Sizlerin de efendim!
Nasılsınız?
İyiyim teşekkür ederim, ya siz?
Bende iyiyim…
Bayram boyunca bu tip cümleler defalarca dillerde döner durur!
Aksini hiç duyamazsınız!
Face ler,
Vassaplar,
Mesajlar bu cümlelerin yazılı olduğu söz ve görsellerle dolar taşar.
herkeste muazzam bir duyarlılık! İzlenimi vardır.
hassasiyet had safhadadır!
Herkes birbirlerini tebrikler eder,
Gereğini yapmasalar da, "Nasılsınız" diye sorarlar.
O gün,
En güzel bayram metinlerini bulma,
En güzel bayram görselleri buluşturma günüdür adeta.
Bütün bunlar işin edebiyat kısmıdır aslında!
İşin samimi göstergesi;
Bayramlıkları giydirilmiş yanakları al al çocukların ellerinde torbaları ile heyecanla bayram şekeri toplama geleneğini sürdürme çabalarıdır.

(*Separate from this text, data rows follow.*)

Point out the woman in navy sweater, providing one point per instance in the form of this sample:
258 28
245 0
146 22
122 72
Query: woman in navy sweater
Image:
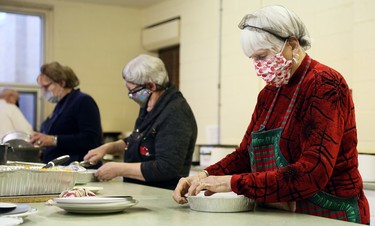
74 127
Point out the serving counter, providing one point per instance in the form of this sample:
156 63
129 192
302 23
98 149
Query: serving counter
156 207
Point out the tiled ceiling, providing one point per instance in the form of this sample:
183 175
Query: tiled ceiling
127 3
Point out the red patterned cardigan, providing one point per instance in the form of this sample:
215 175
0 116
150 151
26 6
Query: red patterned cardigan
319 141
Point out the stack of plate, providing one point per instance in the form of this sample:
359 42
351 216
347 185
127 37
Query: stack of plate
16 210
95 204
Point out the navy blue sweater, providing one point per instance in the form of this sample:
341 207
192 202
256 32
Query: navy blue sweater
76 122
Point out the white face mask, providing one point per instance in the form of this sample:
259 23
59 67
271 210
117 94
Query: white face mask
48 95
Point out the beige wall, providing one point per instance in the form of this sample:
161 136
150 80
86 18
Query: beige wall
342 32
97 40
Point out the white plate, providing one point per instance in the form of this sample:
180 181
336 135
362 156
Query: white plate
90 200
6 207
221 202
25 214
96 208
20 208
93 189
31 210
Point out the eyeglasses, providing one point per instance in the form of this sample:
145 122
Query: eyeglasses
242 25
45 87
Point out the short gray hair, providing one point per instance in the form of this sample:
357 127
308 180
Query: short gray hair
269 27
144 69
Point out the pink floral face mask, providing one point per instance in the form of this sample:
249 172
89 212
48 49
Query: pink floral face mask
275 70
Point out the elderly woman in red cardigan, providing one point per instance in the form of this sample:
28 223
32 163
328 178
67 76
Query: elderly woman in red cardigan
299 151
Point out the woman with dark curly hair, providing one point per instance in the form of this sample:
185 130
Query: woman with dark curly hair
74 127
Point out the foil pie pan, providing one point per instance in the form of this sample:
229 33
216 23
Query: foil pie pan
18 180
226 202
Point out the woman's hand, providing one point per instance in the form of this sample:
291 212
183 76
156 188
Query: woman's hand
42 140
179 193
95 155
109 170
211 184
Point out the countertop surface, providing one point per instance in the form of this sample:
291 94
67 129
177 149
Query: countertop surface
156 207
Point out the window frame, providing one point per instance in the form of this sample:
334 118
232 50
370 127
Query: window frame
46 13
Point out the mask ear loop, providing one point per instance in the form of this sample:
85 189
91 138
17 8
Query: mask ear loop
295 55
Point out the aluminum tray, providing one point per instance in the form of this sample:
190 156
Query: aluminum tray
18 180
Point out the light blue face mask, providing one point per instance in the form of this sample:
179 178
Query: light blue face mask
48 95
140 96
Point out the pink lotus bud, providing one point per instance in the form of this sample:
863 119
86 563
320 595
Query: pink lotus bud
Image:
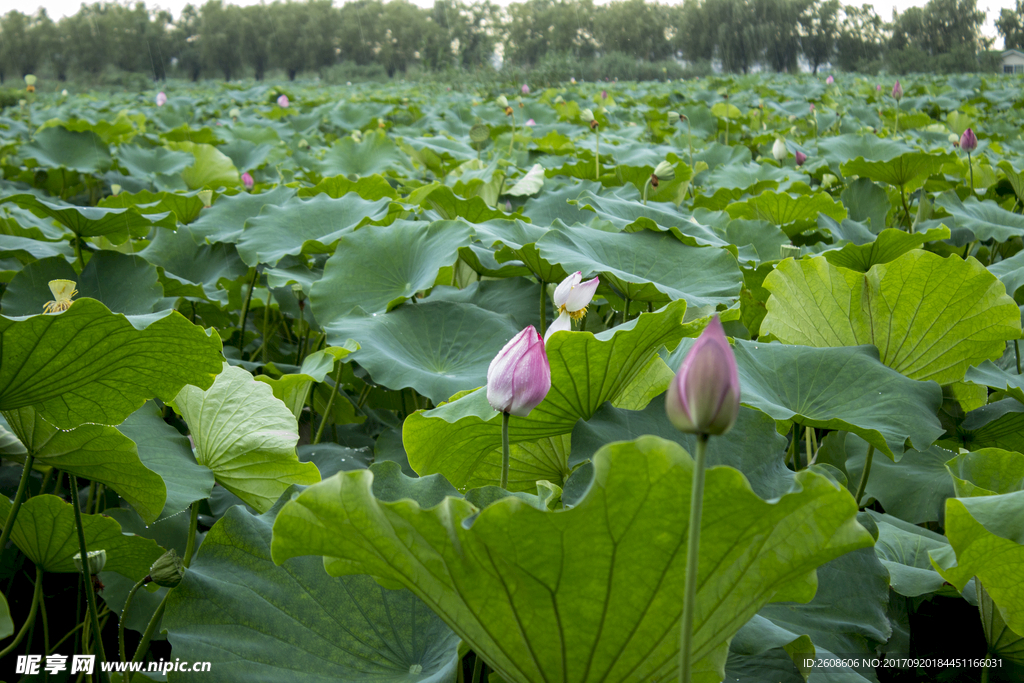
704 397
519 377
969 141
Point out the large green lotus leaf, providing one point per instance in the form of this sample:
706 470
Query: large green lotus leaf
45 531
783 208
838 388
304 226
930 317
98 453
371 187
375 154
753 445
516 242
212 168
890 245
903 549
124 283
990 375
257 621
987 472
987 542
909 167
76 151
915 488
293 389
646 265
436 347
115 224
847 617
841 148
246 435
499 580
166 452
224 220
193 269
378 267
89 365
997 425
148 162
986 220
442 203
1001 641
184 207
628 214
587 370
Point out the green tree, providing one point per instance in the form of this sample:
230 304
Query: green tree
819 32
1011 27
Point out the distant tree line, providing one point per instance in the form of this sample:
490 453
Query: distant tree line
223 40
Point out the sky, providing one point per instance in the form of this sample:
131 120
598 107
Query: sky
58 8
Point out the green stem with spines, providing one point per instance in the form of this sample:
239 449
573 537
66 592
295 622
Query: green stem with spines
692 556
90 595
23 487
504 482
863 475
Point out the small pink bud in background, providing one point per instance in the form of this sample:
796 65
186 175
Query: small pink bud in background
704 397
969 141
519 377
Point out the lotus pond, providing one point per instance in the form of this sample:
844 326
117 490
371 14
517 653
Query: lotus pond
253 326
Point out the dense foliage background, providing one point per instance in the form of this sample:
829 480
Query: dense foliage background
555 39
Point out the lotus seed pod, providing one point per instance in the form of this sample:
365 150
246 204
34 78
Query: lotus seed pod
168 569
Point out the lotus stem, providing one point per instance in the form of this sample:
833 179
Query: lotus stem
193 527
90 594
330 403
143 644
23 487
37 595
505 452
544 306
124 616
863 475
692 555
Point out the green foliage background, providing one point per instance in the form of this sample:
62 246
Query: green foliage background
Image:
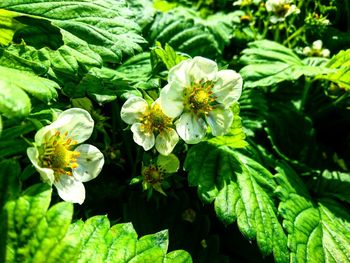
274 189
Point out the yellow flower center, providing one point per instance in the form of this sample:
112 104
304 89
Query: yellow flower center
199 98
154 120
282 10
58 155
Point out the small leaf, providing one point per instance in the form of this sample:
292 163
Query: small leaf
242 190
268 63
104 25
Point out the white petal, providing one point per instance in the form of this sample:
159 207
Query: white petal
47 175
325 53
169 163
317 44
142 138
166 141
70 190
179 73
133 110
90 163
220 120
76 122
228 87
191 128
171 99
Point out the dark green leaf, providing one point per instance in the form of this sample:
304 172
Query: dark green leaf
242 191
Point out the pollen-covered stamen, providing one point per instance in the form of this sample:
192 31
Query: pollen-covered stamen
58 154
153 174
199 97
154 120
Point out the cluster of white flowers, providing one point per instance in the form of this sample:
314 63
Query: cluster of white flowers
196 97
316 50
280 9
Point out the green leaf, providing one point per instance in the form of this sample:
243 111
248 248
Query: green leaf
235 137
333 184
105 25
167 56
8 26
242 190
268 63
35 233
14 101
186 31
318 230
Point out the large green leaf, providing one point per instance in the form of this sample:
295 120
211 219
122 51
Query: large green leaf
318 230
269 62
104 24
8 26
341 73
14 86
36 234
186 31
333 184
241 190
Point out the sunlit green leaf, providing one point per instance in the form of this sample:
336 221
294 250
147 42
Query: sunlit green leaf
14 101
269 62
241 189
318 230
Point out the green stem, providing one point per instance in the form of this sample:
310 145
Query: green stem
347 7
117 125
276 35
305 94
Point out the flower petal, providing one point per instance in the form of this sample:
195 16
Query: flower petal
171 99
202 69
133 110
179 74
191 128
220 121
166 141
47 175
76 122
142 138
90 163
70 190
228 87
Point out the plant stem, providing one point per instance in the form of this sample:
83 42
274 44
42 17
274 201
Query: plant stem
305 94
295 34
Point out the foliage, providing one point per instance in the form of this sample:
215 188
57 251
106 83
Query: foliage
273 186
36 233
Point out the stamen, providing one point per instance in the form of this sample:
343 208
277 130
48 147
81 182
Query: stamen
57 154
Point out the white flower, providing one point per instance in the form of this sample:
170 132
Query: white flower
150 126
280 9
316 50
200 95
59 161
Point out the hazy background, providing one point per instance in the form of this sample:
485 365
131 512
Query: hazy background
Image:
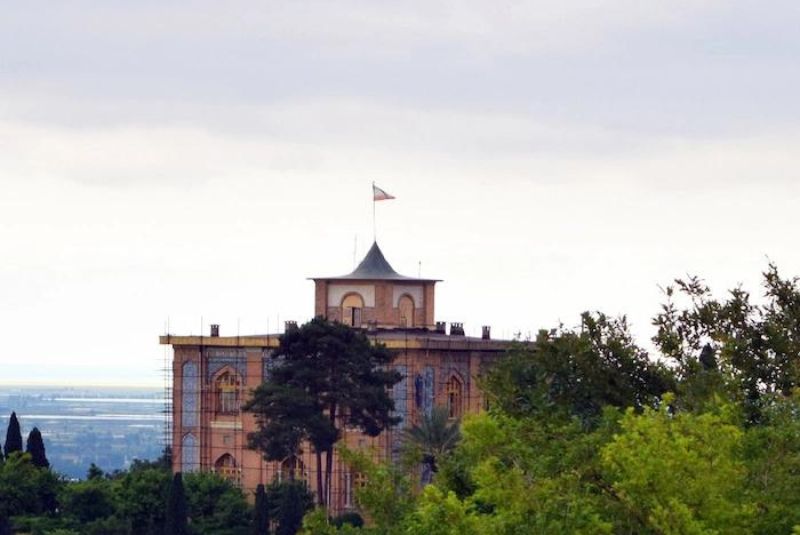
172 161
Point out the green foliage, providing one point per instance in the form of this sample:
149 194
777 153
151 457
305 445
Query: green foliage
433 437
528 476
576 373
35 447
442 513
772 451
26 489
142 497
326 374
288 502
13 436
87 501
387 495
261 512
216 506
757 345
176 520
680 473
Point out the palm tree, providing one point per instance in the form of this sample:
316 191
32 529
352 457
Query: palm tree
433 437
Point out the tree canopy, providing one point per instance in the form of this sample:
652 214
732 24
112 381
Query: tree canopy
324 375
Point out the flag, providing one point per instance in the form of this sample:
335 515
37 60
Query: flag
379 195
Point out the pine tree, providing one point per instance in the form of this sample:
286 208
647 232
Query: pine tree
177 511
35 446
13 436
261 516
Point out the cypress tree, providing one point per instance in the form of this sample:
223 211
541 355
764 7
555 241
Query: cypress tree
176 518
35 446
261 516
13 436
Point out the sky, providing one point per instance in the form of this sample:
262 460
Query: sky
166 165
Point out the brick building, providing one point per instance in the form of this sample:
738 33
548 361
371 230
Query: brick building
213 374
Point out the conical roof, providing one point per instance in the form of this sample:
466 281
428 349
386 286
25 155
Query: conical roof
374 266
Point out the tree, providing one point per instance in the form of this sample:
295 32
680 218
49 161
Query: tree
142 495
13 436
433 437
755 346
261 512
288 502
35 447
326 375
26 489
680 473
215 505
177 513
576 373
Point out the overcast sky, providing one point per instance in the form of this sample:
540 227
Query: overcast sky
171 161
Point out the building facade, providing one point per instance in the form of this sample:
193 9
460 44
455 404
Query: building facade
212 375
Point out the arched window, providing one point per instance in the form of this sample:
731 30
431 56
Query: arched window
352 305
226 467
406 307
291 469
226 388
189 454
454 391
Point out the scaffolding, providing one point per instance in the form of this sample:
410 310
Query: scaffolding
210 377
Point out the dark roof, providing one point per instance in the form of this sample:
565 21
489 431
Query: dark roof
375 267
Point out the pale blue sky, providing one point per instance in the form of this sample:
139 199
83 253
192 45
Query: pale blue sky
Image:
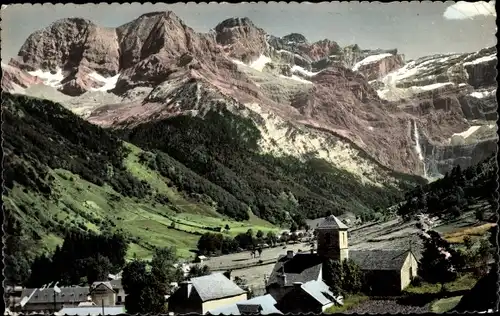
415 28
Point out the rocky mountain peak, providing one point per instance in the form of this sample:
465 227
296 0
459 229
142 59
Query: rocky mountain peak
295 38
234 22
241 39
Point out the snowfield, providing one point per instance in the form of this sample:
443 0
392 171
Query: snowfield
48 78
369 60
109 83
482 60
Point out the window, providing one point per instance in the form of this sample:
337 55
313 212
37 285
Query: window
328 238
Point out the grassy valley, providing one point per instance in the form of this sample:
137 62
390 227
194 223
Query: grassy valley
162 183
62 172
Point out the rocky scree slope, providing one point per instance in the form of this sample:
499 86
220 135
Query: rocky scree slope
306 98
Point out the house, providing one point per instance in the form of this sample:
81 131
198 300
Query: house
120 293
292 268
200 259
205 293
13 296
102 293
387 271
46 300
262 305
313 296
91 311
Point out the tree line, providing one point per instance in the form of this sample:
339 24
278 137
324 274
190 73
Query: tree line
83 258
455 192
40 134
221 152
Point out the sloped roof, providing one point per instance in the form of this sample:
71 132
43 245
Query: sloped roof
215 286
67 295
332 222
92 311
303 267
266 303
106 284
379 259
116 284
249 309
319 291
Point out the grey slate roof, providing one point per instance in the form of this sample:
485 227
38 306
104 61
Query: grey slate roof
379 259
249 309
319 291
67 295
266 303
104 283
215 286
303 267
331 222
95 310
116 284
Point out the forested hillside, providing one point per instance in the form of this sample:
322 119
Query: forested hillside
456 192
62 173
222 148
187 176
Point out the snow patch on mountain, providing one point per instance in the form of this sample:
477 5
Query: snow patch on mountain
260 63
109 83
481 60
282 138
369 60
483 94
303 71
49 78
296 78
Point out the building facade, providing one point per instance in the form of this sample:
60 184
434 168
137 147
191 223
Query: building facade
205 293
386 271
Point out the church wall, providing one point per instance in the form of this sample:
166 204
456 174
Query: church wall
408 271
382 282
333 244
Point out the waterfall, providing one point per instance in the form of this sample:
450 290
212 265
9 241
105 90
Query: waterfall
418 148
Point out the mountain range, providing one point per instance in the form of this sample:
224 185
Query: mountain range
234 122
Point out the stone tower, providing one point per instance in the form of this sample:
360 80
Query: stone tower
332 239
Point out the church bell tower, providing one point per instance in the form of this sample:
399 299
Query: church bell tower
332 239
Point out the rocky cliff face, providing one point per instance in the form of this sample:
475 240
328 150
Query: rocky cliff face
361 109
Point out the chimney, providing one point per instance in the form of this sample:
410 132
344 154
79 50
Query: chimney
186 286
283 279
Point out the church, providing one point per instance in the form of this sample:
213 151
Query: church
386 271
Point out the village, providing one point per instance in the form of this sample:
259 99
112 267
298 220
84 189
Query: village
277 280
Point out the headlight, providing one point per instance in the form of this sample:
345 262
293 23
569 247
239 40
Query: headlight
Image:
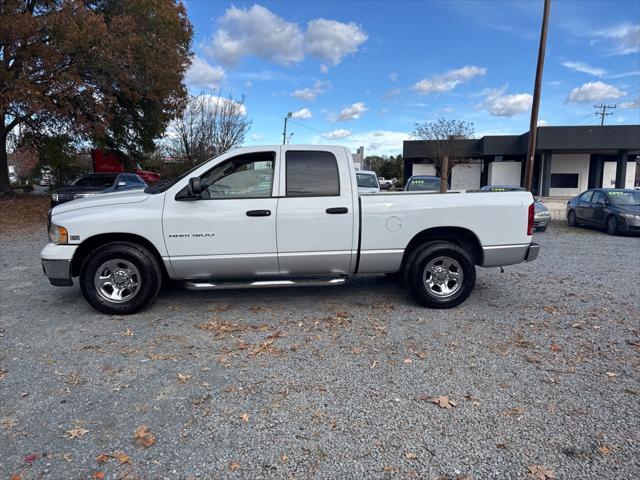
58 235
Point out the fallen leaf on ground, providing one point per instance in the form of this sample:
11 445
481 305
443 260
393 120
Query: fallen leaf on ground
8 423
31 457
122 458
102 458
605 449
541 473
443 401
76 432
143 436
515 412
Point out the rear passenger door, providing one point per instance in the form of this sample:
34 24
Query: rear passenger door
315 219
598 204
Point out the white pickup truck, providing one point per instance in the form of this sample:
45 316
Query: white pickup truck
281 216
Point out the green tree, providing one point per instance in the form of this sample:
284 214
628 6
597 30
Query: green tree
105 71
446 145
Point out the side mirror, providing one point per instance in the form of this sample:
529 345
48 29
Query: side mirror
195 187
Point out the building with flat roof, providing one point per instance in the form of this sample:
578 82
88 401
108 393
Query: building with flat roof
568 160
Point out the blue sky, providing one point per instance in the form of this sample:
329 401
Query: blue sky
364 72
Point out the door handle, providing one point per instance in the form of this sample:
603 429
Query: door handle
337 210
258 213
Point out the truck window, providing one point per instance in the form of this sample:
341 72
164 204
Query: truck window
312 174
243 176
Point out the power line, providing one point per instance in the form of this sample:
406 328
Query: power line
603 112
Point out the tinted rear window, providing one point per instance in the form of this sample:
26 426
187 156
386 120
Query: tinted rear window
96 181
312 174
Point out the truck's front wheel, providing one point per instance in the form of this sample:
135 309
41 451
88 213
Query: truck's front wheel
441 275
120 278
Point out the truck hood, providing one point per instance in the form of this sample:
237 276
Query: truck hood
102 200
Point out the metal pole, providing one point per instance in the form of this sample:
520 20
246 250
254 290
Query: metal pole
533 126
284 133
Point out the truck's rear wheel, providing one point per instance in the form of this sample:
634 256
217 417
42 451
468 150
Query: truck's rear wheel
441 275
120 278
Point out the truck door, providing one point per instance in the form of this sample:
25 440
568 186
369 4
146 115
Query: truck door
231 229
315 220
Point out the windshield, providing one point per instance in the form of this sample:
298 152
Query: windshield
625 198
424 184
95 181
367 180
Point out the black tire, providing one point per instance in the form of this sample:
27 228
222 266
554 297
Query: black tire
447 258
612 225
144 270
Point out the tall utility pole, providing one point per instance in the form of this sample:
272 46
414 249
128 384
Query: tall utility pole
284 133
603 112
533 126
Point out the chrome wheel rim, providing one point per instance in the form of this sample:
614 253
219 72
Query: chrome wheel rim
443 277
117 280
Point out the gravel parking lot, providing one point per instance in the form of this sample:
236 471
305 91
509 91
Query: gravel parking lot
540 368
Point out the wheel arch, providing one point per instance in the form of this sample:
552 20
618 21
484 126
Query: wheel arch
96 241
460 236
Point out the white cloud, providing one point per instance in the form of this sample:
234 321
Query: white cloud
449 80
594 92
376 142
302 114
339 133
311 93
584 68
625 37
351 113
632 104
257 32
501 105
203 75
331 41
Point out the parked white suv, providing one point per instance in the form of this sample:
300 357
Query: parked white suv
281 216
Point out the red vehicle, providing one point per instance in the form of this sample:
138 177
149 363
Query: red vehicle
117 162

Dayımın aldığı ilk iskarpin ayakkabımla bayram sabahına kadar yatmamdır.
Çocukların harçlık peşinde koşmalarıdır.
Küçüklerin büyüklerin ellerini öpmeleridir,
Kabirlerin ziyaret edilmeleridir.
Bütün bunlar bayramın görünen yüzüdür.
***
Bayramların bir de görünmeyen yüzü vardır ki;
Bu yüzde,
Hüzünler katmerleşir.
Anılar depreşir.
Özlemler derinleşir .
Gözler sulanır.
Misal O gün;
Şehitler'in;
Eşleri,
Yetimleri,
Anneleri,
Babaları,
Kardeşleri sizce nasıl olurlar!
Ya çadırlarında yanlarında olmayan evlatlarına, için için ağlayan Diyarbakır anneleri!
Ya pek çok sevdiklerini kaybetmiş acılarla dolu depremzedeler!
Ya huzur evlerinde bulunan ve şefkat bekleyen kimsesiz yaşlılar!
Ya çocuk yuvalarındaki kimsesiz çocukların gözlerindeki yalnızlık!
İşinden olmuş, çocuklarına bir şey alamayan babalar!
Ya birbirlerine haksızlık yapmış konuşmayan insanlar!
Yıllarca mirası paylaşamayan birbirlerine duyarsız ve acımasız kardeşler!
İrtibatı kesmiş akrabalar…
***
Bayramlar bu görünmeyen yüzde ızdıraptır.